Pitfall 2 Tips: We all usually do not possess the same a higher level knowledge. Concentrate on your strengths and work to minimize your weaknesses. Not all tools are created equal and few people sees things like. Ask around or check on the Web to determine what others within your area offer and what you charge. Use this being a guide when choosing your own fees. Take into account the timeframe and resources you've to devote and range from there.

Pitfall 3: Must Use Proprietary Software - When I first commenced I thought that proprietary software was the thing out there to work with. The name Microsoft stuck out which is what I used. I have since crossed over to utilize open-source software to design, as a Linux user and. Regardless of the particular tools you have, a designer is only as good as their tools. Become familiar with the tools you use. There is good non-proprietary software a designer will use and isn't just for designers on a tight budget either.

Pitfall 3 Tips: Not all software is created equal and merely because it features a high price tag does not necessarily allow it to be better. I am a hand coder, meaning I write my own code manually, so a fantastic text editor generally seems to work great for me. If you are searching for good graphics software, some alternatives to the big names are GIMP (for some graphic work) or InkScape (a scalable vector graphic program). I use both, however I believe I went against mainstream Web design when I became a Linux user.

Pitfall 4: All Web Design is NOT Good Design - As I mentioned, when I began I used Microsoft FrontPage 98. I failed to know at that time that the underlying code, which I seldom looked at, was not exactly correct. The flow for my first web sites were not so good and the design itself was very amateurish. I would like to say I have advanced significantly in my adventure, but I still need many areas where you can improve. Graphics is certainly one such area. I pull the bradenton area out to illustrate an area. Many Web sites lately are getting to be overburdened with graphics. I am not a graphical site hater by any means, but it seems that at least some are 95% graphics and 5% content. Some sites are extremely poorly coded and a few serve little or no purpose with their owner. Not all Web sites are the same and not all exhibit good design.

Pitfall 4 Tips: Not all Web sites are created equal. Some sites serve as mere informational naturally to point an user to contact a location or to visit. Some are real Internet stores and many fall within the middle somewhere. Some use proper coding, and some rely on items specific to your certain platform (Operating System, Web Browser, etc). Some sites rely heavily on graphics yet others are mostly text. Work with your clients to create a Web site that work well not only for them, but in addition potential visitors.
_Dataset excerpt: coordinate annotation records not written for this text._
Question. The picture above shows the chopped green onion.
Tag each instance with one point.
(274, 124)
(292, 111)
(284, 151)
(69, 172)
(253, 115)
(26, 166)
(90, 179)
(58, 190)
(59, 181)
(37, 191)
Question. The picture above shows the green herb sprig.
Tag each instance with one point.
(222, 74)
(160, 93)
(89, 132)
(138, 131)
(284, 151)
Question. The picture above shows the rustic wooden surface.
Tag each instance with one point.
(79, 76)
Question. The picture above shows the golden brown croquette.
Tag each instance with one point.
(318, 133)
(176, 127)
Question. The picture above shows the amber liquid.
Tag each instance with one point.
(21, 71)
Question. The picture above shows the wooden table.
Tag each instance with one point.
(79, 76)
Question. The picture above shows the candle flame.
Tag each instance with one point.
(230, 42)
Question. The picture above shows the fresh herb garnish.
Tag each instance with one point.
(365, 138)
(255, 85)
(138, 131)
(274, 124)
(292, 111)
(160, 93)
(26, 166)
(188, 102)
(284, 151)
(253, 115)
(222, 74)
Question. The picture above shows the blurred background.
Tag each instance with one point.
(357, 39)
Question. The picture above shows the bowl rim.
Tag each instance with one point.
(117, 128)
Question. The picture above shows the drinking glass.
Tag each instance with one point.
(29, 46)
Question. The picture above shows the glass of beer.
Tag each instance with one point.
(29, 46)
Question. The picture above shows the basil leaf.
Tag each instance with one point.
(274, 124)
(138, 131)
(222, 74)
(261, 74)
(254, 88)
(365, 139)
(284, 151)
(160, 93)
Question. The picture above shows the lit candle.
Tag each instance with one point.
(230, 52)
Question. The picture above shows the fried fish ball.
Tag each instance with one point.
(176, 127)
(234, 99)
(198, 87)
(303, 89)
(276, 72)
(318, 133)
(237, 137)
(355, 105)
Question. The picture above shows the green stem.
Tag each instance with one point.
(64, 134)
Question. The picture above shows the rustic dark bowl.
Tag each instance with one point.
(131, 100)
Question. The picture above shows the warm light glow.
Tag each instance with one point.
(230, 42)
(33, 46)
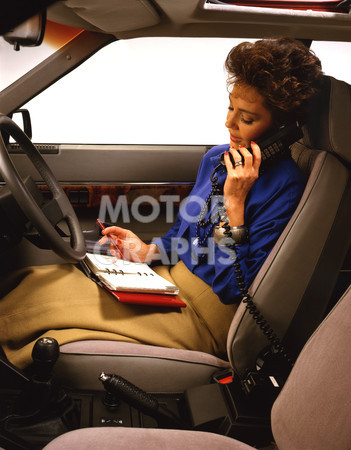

Keep in mind, not everyone uses the newest version of Microsoft Windows and many might not be also using Microsoft's Internet Explorer.

Pitfall 5: Design For the Client - When I began doing Web design, I designed sites based on what the client themselves wanted. Anything the client wanted on the site, that I knew how to do or could learn, I put on their site. Using the philosophy the customer is usually right was my power. However, I have discovered that the client is not a website design and may well not know exactly what their visitors have to get from their internet site. Visitors are a funny bunch of people. Some want all the flashy stuff on an online site, although some want direct access to certain information.

Pitfall 5 Tips: The client may not fully understanding how a site will work for the children or their visitors. The client could have visited competitors internet sites and decided they would like to be like them. Not only are you currently to listen to what they want, but to understand as much about their customers and the business as possible. This information will help you in structuring a site which will work for the client and visitors.